2.4. Koefisien Respirasi
Koefisien respirasi (KR) adalah perbandingan antara O2 yang dikonsumsi
dan CO2 yang diproduksi ikan, yaitu menggambarkan jenis nutrien yang dipakai
dan dimanfaatkan ikan pada proses metabolisme untuk menghasilkan energi.
Menurut Eckert (1980) menyatakan bahwa nilai koefisien respirasi untuk
metabolisme karbohidrat adalah 1, protein 0,8, dan lemak 0,7.

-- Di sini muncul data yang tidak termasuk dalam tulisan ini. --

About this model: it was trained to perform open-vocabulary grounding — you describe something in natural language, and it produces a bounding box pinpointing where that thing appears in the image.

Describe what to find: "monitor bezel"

Ikan yang dipuasakan akan merombak lemak tubuh sehingga koefisien
respirasi mendekati 0,7 sedangkan ikan yang sedang membakar makro nutrien
(karbohidrat, lemak dan protein) dari ransum pemeliharaan, koefisien respirasinya
mendekati 0,85. Sementara itu ikan yang sedang mengalami pertumbuhan dimana
berkaitan dengan penyimpanan lemak dan protein dalam jaring atau alat-alat
reproduksi koefisien respirasinya mendekati 1 (Huisman et al., 1976).